Solid state refrigeration processes, such as magnetocaloric and electrocaloric refrigeration, have recently shown to be a promising alternative to conventional compression refrigeration. A new solid state elastocaloric refrigeration process using the latent heats within Shape Memory Alloys (SMA) could also hold potential in this field. This work investigates the elastocaloric effects in Ni-Ti-based superelastic Shape Memory Alloy (SMA) systems for use in an elastocaloric cooling processes. Ni-Ti alloys exhibits large latent heats and a small mechanical hysteresis, which may potentially lead to the development of an efficient environmentally friendly solid-state cooling system, without the need for ozone-depleting refrigerants. A systematic investigation of the SMA is conducted using a novel custom-built scientific testing platform specifically designed to measure cooling process related phenomena. This testing system is capable of performing tensile tests at high rates as well as measuring and controlling the solid-state heat transfer between SMA and heat source/heat sink.
Tests are conducted following a cooling process related training cycle where the material has achieved stabilized behavior. First, a characterization of the elastocaloric material properties is performed followed by an investigation of the material under cooling process conditions.
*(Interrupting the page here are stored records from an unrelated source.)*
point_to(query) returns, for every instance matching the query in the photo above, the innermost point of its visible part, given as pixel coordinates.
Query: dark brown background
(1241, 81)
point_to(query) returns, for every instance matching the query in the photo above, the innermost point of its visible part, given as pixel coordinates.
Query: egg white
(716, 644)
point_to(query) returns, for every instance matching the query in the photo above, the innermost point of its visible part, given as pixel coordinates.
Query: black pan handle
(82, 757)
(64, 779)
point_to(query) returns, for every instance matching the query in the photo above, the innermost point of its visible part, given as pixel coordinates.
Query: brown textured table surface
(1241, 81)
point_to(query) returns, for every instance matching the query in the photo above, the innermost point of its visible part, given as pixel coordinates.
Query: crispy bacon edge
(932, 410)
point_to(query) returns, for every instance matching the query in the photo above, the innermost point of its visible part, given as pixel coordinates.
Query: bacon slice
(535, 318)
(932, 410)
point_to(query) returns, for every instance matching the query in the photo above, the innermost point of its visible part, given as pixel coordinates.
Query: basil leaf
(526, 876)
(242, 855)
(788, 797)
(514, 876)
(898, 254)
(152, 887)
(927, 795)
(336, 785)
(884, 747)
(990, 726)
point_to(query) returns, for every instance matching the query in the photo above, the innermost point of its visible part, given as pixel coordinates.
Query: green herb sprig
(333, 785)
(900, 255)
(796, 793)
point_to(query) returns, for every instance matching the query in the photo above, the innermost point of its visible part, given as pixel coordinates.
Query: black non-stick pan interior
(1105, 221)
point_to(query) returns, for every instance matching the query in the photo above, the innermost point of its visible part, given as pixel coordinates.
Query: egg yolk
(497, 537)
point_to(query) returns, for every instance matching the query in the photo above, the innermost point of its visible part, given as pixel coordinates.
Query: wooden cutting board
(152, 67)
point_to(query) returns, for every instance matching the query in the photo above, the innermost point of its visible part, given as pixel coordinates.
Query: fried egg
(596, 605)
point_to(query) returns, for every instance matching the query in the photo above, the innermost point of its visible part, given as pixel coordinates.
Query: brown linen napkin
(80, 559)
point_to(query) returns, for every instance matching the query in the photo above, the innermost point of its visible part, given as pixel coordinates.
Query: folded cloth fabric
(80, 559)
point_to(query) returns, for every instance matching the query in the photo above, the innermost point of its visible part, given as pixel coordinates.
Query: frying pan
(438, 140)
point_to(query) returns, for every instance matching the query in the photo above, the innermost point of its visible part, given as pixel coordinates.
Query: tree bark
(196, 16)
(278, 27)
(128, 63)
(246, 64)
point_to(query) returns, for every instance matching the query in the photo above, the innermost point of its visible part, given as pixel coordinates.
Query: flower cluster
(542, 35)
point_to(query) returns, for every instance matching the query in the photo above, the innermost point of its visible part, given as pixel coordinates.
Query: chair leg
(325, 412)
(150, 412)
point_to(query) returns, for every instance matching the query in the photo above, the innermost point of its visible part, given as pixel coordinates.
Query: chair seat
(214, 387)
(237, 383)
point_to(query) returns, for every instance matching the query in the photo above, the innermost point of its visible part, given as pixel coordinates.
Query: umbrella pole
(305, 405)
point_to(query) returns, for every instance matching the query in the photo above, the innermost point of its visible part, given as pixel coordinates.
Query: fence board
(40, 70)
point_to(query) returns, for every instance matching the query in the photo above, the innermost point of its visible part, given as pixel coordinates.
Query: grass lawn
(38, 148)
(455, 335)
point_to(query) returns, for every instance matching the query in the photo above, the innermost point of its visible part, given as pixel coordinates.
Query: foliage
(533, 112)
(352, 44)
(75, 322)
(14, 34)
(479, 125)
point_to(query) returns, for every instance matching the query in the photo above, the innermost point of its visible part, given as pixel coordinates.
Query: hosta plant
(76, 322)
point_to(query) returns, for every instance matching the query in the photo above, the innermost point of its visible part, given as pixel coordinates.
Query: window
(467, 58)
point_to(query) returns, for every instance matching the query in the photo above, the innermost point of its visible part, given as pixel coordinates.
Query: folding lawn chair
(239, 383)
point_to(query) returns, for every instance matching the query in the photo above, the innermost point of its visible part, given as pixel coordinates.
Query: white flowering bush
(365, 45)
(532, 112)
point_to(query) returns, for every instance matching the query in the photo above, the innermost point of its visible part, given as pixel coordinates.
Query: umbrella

A comprehensive monitoring of the mechanical and thermal parameters enables the observation of temperature changes during mechanical cycling of the SMA at high strain rates. These observations can be used to study the rate dependent efficiency of the elastocaloric material.
The measurement of the temperature of both the heat source/heat sink and the SMA itself, as well as the required mechanical work during a running cooling process, reveals the influence of the operating conditions on the elastocaloric effect of the material.
Furthermore investigations of the process efficiency at different thermal boundary conditions (temperature of heat source/heat sink), indicates that the process is dependent on the boundary conditions which have to be controlled in order to optimize the efficiency.